In [1]:
import numpy as np
from folktables.acs import adult_filter
from folktables import ACSDataSource, BasicProblem, generate_categories
from sklearn.model_selection import train_test_split
from sklearn.preprocessing import StandardScaler, RobustScaler
import scipy.optimize as opt

### 1. Load and Preprocess the data
We are going to work with the [Folktables](https://github.com/socialfoundations/folktables#quick-start-examples) dataset (*you have already worked with it*). I have chosen some variables for you, but you can add more (*if you like to*) - here is the [full list](https://www2.census.gov/programs-surveys/acs/tech_docs/pums/data_dict/PUMS_Data_Dictionary_2021.pdf) of variables (some of them do not exist in `ACSDataSource`). 

Today we are going to debias a regression model using the `SEX` variable. Your model should predict the *Total person's income*  (I've digitized  it in  `target_transform=lambda x: x > 25000`, you can choose another threshold).


* If you code is slow - you can subsample data (aka reduce the number of the samples)

In [2]:
data_source = ACSDataSource(survey_year='2018', horizon='1-Year', survey='person')
acs_data = data_source.get_data(states=["CA"], download=False)
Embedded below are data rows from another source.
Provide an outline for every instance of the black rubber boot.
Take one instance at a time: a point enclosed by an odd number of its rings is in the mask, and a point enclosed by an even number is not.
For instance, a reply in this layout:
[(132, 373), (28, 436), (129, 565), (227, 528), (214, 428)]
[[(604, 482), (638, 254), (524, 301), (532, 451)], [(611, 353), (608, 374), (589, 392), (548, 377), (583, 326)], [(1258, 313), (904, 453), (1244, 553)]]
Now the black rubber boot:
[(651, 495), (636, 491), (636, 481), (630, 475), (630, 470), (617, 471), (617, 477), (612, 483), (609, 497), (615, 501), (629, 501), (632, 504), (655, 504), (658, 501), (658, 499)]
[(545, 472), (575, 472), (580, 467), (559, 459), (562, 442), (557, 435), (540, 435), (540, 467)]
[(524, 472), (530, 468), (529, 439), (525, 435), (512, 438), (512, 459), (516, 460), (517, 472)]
ACSIncomeNew = BasicProblem(
    features=[
        'AGEP', # include AGE
        'COW', # include class of worker
        'SCHL', # include school education
        'WKHP', # include reported working hours
        'SEX', # include sex
        # some random, possibly noisy
        'PWGTP', # person weight
        'JWMNP', # travel time to work
    ],
    target='PINCP',
    target_transform=lambda x: x > 25000,    
    group='SEX',
    preprocess=adult_filter,
    postprocess=lambda x: np.nan_to_num(x, -1),
)

Here is a small snippet to get the names of the categorical variables - I convert categoricals into one-hot encoded (*you don't have to, depending on what assumptions you use about the data*). **Don't forget to normalise the continious features (if you plan to use Cross-Validation features should be normalized per fold, aka not in the global table).**

In [3]:
# One-hot encode categorical columns
definition_df = data_source.get_definitions(download=False)
categories = generate_categories(features=ACSIncomeNew.features, definition_df=definition_df)
features, labels, groups = ACSIncomeNew.df_to_pandas(acs_data, categories=categories, dummies=True)
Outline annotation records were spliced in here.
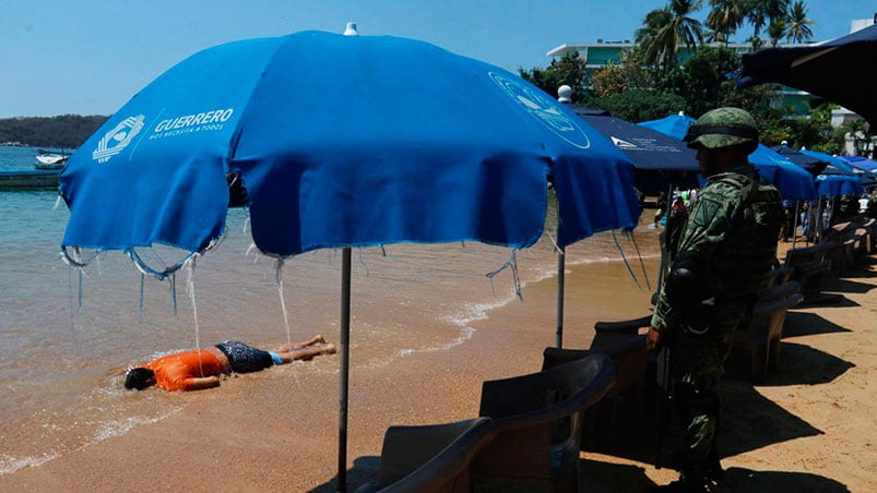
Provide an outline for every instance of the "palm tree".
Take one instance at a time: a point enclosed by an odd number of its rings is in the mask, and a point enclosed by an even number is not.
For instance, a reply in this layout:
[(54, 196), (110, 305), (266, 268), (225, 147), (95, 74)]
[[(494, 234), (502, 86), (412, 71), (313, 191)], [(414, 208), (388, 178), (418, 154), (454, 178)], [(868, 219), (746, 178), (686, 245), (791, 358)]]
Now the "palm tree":
[(777, 46), (780, 38), (785, 36), (785, 19), (774, 19), (768, 26), (768, 36), (770, 36), (770, 46)]
[(790, 43), (804, 43), (813, 38), (811, 25), (816, 23), (807, 19), (807, 5), (804, 0), (798, 0), (792, 4), (786, 20), (785, 40)]
[(778, 19), (785, 19), (789, 0), (747, 0), (746, 17), (752, 24), (752, 37), (759, 37), (761, 29)]
[(669, 24), (672, 17), (673, 14), (667, 7), (655, 9), (645, 14), (645, 19), (642, 21), (642, 27), (635, 33), (637, 44), (643, 47), (651, 46), (654, 38), (657, 37), (657, 32)]
[(727, 46), (731, 35), (737, 32), (746, 20), (742, 0), (710, 0), (712, 10), (707, 15), (707, 26), (715, 32), (716, 40)]
[(691, 16), (702, 4), (702, 0), (671, 0), (664, 9), (649, 12), (645, 27), (637, 31), (637, 40), (645, 48), (645, 63), (667, 69), (678, 62), (679, 45), (694, 48), (703, 41), (700, 21)]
# Fill nas in data with -1s
features = features.astype(float).fillna(-1)

# Add intercept column
features.insert(0, 'ones', np.ones(len(features)))

# Test-train split
X_train, X_test, y_train, y_test, group_train, group_test = train_test_split(
    features.values, labels.values.reshape(-1), groups.values.reshape(-1), test_size=0.3, random_state=0, shuffle=True)
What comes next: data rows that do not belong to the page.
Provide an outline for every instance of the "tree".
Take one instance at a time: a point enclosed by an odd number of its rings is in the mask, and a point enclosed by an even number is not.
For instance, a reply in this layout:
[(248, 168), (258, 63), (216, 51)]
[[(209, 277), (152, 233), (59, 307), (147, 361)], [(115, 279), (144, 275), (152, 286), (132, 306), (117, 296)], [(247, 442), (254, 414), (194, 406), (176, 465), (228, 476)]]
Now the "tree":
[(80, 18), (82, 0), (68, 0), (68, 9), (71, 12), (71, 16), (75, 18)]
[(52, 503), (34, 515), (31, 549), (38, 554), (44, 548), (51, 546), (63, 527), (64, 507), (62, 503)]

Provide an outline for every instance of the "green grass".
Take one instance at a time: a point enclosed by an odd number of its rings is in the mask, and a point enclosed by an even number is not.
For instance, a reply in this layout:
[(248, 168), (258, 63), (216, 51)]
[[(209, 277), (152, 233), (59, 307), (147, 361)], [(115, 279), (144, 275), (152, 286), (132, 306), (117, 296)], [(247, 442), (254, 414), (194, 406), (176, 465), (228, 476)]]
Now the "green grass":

# Subsample to make code run faster
N = 1000
X_train = X_train[:N]
y_train = y_train[:N]
group_train = group_train[:N]

# Normalize continious features
scaler = RobustScaler(unit_variance=True).fit(X_train[:, 1:5]) ## normalize the first four columns, aka continiou features
X_train_scaled = np.concatenate([np.ones((X_train.shape[0],1)), scaler.transform(X_train[:,1:5]), X_train[:,5:]], axis=1)
X_test_scaled = np.concatenate([np.ones((X_test.shape[0],1)), scaler.transform(X_test[:,1:5]), X_test[:,5:]], axis=1)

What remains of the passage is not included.